Orbital Education
- Company type: Privately held company
- Industry: Education
- Founded: Manchester, UK (2005)
- Founder: Kevin McNeany
- Headquarters: Landmark House, Station Road, Cheadle Hulme, Manchester, UK
- Number of locations: 7 international schools
- Areas served: Spain, Ecuador, Hungary, Slovenina, Qatar, China
- Products: Education Services
- Website: www.orbitaled.com

= Orbital Education =

British education services company

Orbital Education was founded in 2005 by Kevin McNeany. The school group runs a number of internationally acclaimed schools that follow a range of curricula. Orbital Education has a central office based in Cheadle Hulme, Cheshire, United Kingdom.
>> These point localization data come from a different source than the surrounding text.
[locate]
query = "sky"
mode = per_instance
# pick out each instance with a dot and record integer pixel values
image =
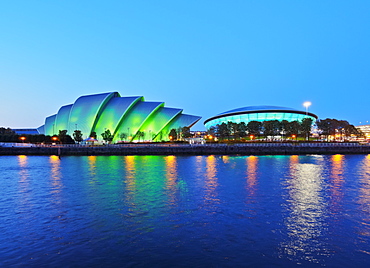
(206, 57)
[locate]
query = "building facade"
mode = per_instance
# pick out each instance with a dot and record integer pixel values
(258, 113)
(127, 118)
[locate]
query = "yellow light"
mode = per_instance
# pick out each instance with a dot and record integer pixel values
(307, 104)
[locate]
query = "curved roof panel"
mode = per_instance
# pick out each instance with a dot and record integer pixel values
(258, 108)
(120, 115)
(113, 112)
(135, 118)
(62, 119)
(86, 110)
(158, 121)
(50, 125)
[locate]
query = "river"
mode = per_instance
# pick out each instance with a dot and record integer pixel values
(185, 211)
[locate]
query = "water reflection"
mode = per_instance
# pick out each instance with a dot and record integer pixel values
(336, 181)
(306, 207)
(24, 183)
(211, 180)
(171, 177)
(56, 176)
(364, 202)
(252, 168)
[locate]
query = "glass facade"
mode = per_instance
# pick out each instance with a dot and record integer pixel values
(258, 115)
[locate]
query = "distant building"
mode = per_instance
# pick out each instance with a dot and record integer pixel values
(127, 118)
(26, 131)
(258, 113)
(365, 129)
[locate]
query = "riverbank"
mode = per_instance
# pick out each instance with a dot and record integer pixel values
(187, 149)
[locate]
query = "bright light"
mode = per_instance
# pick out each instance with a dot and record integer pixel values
(307, 104)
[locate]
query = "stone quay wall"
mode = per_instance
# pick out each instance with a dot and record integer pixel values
(187, 149)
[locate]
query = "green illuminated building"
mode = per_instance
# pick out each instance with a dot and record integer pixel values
(121, 115)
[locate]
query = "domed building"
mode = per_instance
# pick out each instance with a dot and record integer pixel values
(258, 113)
(120, 115)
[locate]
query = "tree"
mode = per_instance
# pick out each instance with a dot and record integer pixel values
(306, 125)
(254, 128)
(223, 131)
(140, 134)
(212, 131)
(93, 135)
(123, 136)
(271, 128)
(186, 132)
(107, 136)
(294, 128)
(173, 134)
(242, 129)
(77, 136)
(284, 127)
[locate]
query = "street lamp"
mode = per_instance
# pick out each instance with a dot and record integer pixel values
(307, 104)
(54, 138)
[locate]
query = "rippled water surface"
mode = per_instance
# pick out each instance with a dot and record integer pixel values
(196, 211)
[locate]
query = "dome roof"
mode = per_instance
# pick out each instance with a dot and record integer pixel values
(258, 109)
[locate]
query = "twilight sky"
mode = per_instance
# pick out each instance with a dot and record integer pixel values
(205, 57)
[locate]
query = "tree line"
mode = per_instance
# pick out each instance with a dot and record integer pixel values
(284, 128)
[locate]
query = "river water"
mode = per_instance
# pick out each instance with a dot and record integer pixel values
(185, 211)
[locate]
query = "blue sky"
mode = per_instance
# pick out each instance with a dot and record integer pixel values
(205, 57)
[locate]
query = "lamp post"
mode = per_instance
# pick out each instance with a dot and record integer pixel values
(56, 139)
(307, 104)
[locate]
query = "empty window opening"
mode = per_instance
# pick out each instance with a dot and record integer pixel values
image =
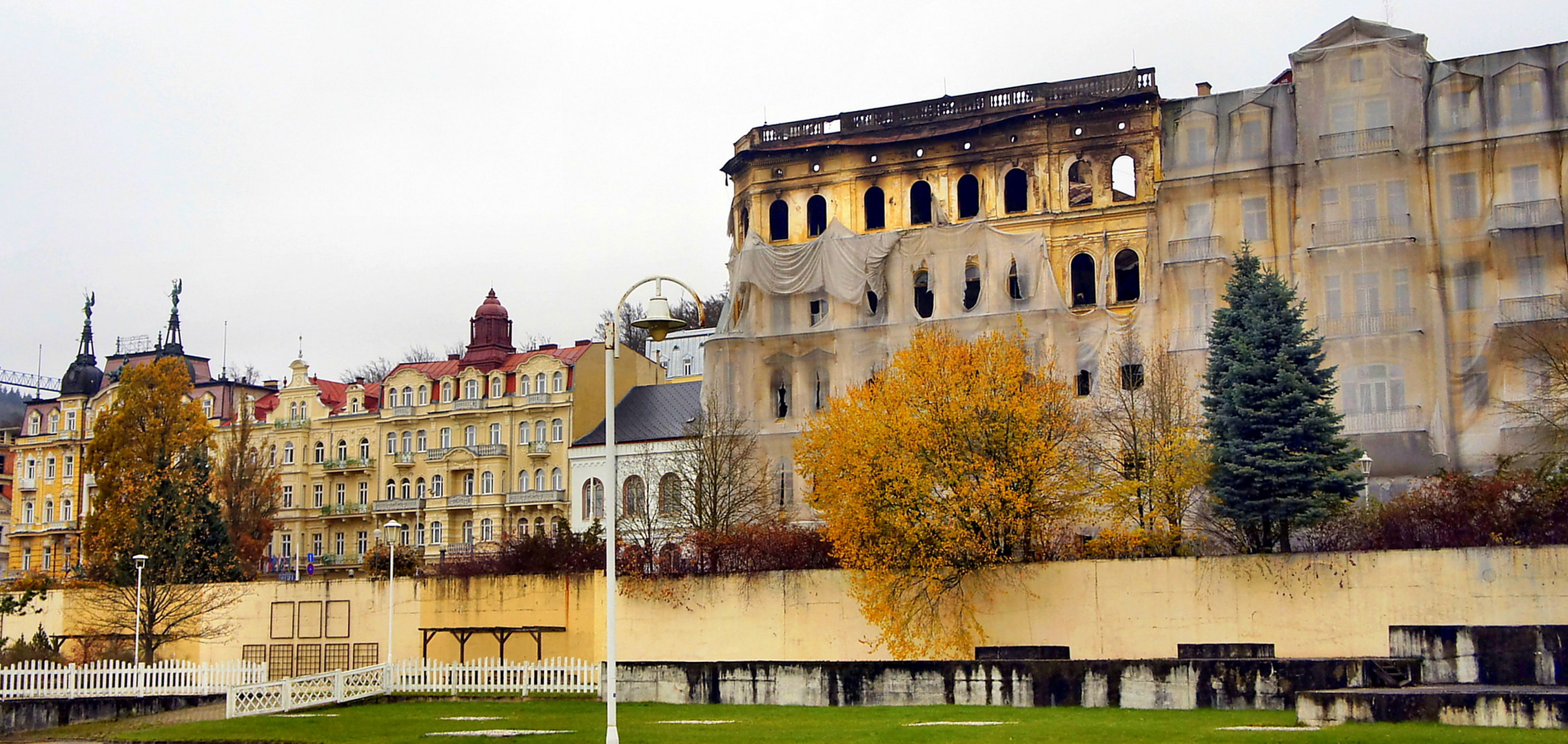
(1126, 276)
(1123, 179)
(1131, 376)
(816, 215)
(819, 311)
(875, 209)
(921, 203)
(780, 395)
(1082, 278)
(1081, 193)
(968, 196)
(924, 301)
(778, 220)
(1015, 192)
(1015, 285)
(971, 285)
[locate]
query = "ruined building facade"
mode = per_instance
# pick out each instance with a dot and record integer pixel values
(1415, 204)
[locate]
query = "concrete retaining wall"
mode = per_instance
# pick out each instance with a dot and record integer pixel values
(1108, 683)
(35, 714)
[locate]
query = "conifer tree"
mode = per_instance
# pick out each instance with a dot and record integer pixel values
(1279, 447)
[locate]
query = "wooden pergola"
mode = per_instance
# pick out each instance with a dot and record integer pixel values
(500, 633)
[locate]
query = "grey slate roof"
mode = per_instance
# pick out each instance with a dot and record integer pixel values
(651, 414)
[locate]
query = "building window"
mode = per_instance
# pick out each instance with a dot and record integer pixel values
(1082, 279)
(778, 221)
(968, 196)
(816, 215)
(634, 497)
(924, 300)
(971, 285)
(921, 203)
(1462, 196)
(875, 209)
(593, 499)
(1081, 190)
(1255, 218)
(1123, 179)
(1126, 276)
(1015, 192)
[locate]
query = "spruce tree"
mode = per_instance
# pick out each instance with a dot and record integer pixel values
(1279, 447)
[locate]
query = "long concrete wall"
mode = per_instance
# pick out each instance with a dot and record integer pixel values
(1312, 605)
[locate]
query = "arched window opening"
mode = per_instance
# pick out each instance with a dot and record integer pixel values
(1081, 193)
(921, 203)
(816, 215)
(1015, 192)
(1126, 276)
(778, 221)
(1082, 278)
(968, 196)
(924, 300)
(1123, 179)
(971, 285)
(1015, 285)
(875, 209)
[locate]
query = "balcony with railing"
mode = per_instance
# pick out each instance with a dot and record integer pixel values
(1208, 248)
(1189, 339)
(397, 505)
(1355, 324)
(1387, 422)
(344, 510)
(1527, 215)
(535, 497)
(1538, 307)
(349, 464)
(1361, 141)
(1349, 232)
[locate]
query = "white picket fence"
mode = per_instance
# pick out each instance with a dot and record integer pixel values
(118, 679)
(414, 676)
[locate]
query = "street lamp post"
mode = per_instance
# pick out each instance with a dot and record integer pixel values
(391, 579)
(659, 323)
(135, 652)
(1366, 477)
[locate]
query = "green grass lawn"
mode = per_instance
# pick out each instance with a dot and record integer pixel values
(757, 724)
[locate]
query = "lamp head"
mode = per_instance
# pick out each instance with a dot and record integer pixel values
(659, 322)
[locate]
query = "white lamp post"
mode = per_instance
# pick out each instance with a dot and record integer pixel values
(135, 652)
(659, 323)
(1366, 477)
(391, 579)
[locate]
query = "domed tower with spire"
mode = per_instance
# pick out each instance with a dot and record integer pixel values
(489, 335)
(83, 376)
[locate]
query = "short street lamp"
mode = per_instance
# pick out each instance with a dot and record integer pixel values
(659, 323)
(389, 527)
(1366, 477)
(141, 563)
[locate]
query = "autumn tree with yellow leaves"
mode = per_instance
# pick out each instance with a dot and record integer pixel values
(1148, 450)
(959, 458)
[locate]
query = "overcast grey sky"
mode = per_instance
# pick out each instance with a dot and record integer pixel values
(363, 173)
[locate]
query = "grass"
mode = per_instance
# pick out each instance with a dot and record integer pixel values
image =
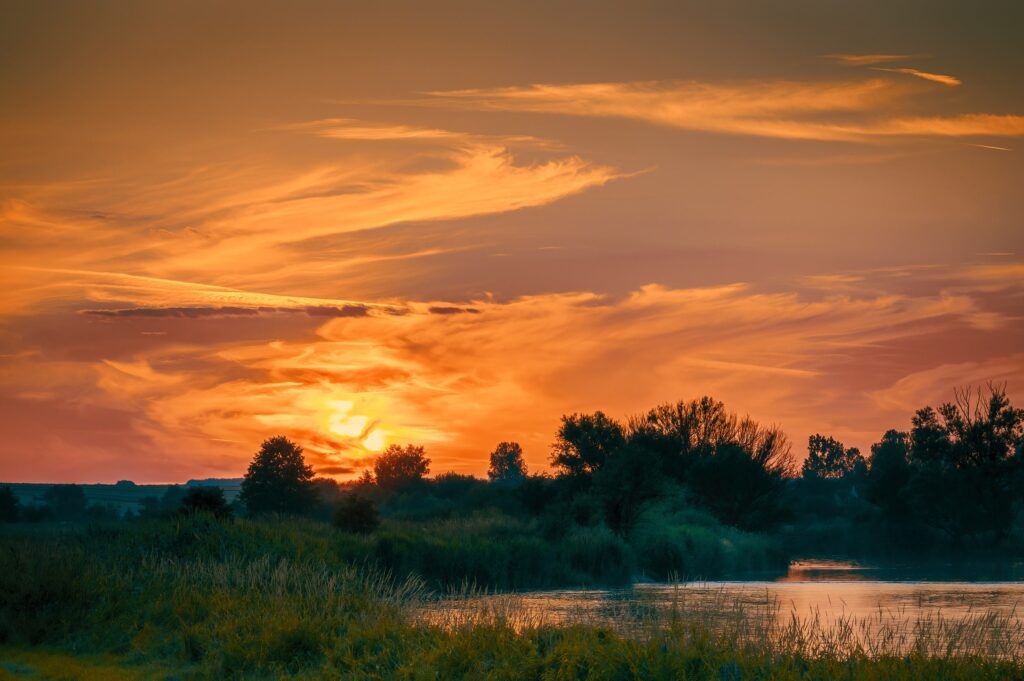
(280, 599)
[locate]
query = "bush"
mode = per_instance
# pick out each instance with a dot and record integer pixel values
(356, 514)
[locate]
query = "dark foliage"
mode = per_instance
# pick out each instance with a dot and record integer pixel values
(207, 500)
(279, 479)
(356, 514)
(507, 464)
(399, 467)
(9, 505)
(827, 458)
(66, 501)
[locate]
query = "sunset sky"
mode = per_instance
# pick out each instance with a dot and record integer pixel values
(368, 223)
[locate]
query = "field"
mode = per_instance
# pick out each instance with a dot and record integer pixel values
(192, 598)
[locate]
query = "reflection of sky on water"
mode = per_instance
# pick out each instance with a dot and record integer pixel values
(871, 599)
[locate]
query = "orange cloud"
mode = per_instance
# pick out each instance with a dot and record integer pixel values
(460, 382)
(243, 230)
(868, 59)
(765, 109)
(935, 78)
(844, 111)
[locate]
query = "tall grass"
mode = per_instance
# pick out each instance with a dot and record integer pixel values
(268, 600)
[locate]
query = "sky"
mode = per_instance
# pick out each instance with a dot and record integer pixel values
(366, 223)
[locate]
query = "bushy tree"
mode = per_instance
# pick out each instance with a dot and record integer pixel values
(206, 500)
(506, 463)
(827, 458)
(399, 467)
(888, 474)
(9, 505)
(170, 501)
(967, 465)
(584, 443)
(279, 479)
(680, 434)
(67, 501)
(356, 513)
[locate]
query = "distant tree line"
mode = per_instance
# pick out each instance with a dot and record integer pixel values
(953, 479)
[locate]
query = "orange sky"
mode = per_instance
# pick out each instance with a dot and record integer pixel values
(366, 223)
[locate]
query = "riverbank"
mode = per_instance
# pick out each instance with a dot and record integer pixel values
(249, 600)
The company has established schools across four continents, Europe, Asia, North and South America.

==Member schools==
- Baleares International College, Spain
- Britannica International School Budapest
- Britannica International School Shanghai
- British International School of Ljubljana
- The British School of Quito - Quito, Ecuador
- Oryx International School Doha
- United School International, The Pearl - Doha, Qatar
- Britt Academy, Playa del Carmen - Quintana Roo, Mexico
- World Academy Tirana - Tirana, Albania
- International Montessori School of Albania - Tirana, Albania

==Awards and achievements==
In 2017, Orbital Education was recognised by the London Stock Exchange Group as one of the 1,000 Companies to Inspire Britain consecutively for two years. By 2018, the education company was included in the Sunday Times HSBC International Track 200 for fastest-growing international sales, measured over the company's latest two years of available accounts. 2019 saw Orbital Education recognised at position 35 in the BDO Sunday Times Profit Track 100 list and then honoured with the Queen's Award for Enterprise: International Trade for its excellence in international trade.